Comme vous, je suis convaincue que les départements sont plutôt les bons élèves de la classe, si je puis m’exprimer ainsi. Les éléments que vous nous avez fournis le confirment. Le rapport de la Cour des comptes sur la situation des finances publiques de février 2025, qui vous a fait vivement réagir, souligne que les dépenses des collectivités ont connu en 2024 une forte hausse. On peut regretter que ce rapport n’établisse pas de distinctions entre les strates de collectivités et en leur sein, les différences d’un département à un autre, d’une intercommunalité à une autre ou d’une commune à une autre pouvant être importantes. Globalement, les dépenses de fonctionnement ont progressé de plus de 2,6 %. Nous connaissons le contexte : les achats ont été affectés par l’inflation et le point d’indice a été revalorisé. Quel a été, par ailleurs, le rôle de l’évolution de la masse salariale au sein des départements, hors mesures de revalorisation ou mesures techniques comme le GVT (glissement vieillesse technicité) ? Pouvez-vous nous éclairer à ce sujet ? Quelle a été l’évolution des effectifs et des dépenses de masse salariale ? Qu’en est-il de l’absentéisme ? Nous savons qu’il a un coût important au sein des collectivités.
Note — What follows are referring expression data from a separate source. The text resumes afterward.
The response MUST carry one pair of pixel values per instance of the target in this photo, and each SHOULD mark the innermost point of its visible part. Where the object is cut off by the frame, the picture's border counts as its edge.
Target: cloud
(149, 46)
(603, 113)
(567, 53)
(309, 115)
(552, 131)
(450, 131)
S’agissant du recul des DMTO, nous avons été nombreux, y compris au sein de la commission des finances, à alerter sur le risque qu’il faisait peser sur les départements. Vous avez rappelé que, lors d’une réunion à Bercy au premier semestre 2023, vous aviez déjà signalé un écart très important entre les prévisions du ministère et les vôtres. Que s’est-il passé en 2024 ? Avez-vous réitéré ces alertes auprès des services de l’État ? Les écarts de prévisions sont-ils restés les mêmes ?

Cela me conduit à ma dernière question qui porte sur l’avenir. Il semblerait que nous soyons confrontés à un véritable problème d’écarts de prévisions, dont on ne sait s’il est dû à de l’incompétence, à une volonté de tronquer la vérité ou à de réelles difficultés à établir des prévisions. Vous avez commencé à esquisser des pistes de réflexion en proposant notamment d’objectiver, mois par mois, les données, en lien avec la commission des finances. Avez-vous pensé à d’autres solutions qui nous éviteraient de tomber dans les mêmes écueils ?
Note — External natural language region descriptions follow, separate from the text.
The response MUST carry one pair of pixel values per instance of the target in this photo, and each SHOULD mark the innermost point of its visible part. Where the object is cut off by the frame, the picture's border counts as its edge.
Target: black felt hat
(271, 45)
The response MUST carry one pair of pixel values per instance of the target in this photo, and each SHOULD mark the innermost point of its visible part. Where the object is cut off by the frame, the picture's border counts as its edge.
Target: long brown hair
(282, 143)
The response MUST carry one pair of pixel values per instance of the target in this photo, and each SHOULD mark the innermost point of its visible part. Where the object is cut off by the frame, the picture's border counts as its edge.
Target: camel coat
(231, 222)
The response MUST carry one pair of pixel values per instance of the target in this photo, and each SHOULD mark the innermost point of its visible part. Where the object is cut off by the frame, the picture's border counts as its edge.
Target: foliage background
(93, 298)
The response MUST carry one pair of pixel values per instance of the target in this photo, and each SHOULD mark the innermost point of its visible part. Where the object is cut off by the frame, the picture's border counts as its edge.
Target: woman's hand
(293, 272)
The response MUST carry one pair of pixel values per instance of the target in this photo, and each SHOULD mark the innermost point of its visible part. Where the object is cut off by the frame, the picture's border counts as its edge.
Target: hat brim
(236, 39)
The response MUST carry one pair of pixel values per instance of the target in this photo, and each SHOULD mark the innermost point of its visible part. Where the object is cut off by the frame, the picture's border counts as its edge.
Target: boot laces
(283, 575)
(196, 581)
M. François Sauvadet. Certes, les dépenses des collectivités locales ont évolué mais je tiens à rappeler devant votre commission d’enquête ce que cela recouvre : pour les prestations – RSA, PCH, APA –, nous avons été confrontés en 2023 à 1 milliard d’euros de dépenses supplémentaires, et en 2024 à 760 millions de plus ; s’agissant du financement de l’ASE, nous avons eu 1,1 milliard d’euros de dépenses supplémentaires en 2023 et 590 millions en 2024 ; pour les Sdis, la hausse a été de 130 millions en 2024. Se sont ajoutés à cela 590 millions au titre de la revalorisation du point d’indice et du GVT. Ce sont autant de mesures dont nous n’avons pas décidé mais que nous devons assumer financièrement. Je le répète : il faut mettre la dépense en mode « pause ».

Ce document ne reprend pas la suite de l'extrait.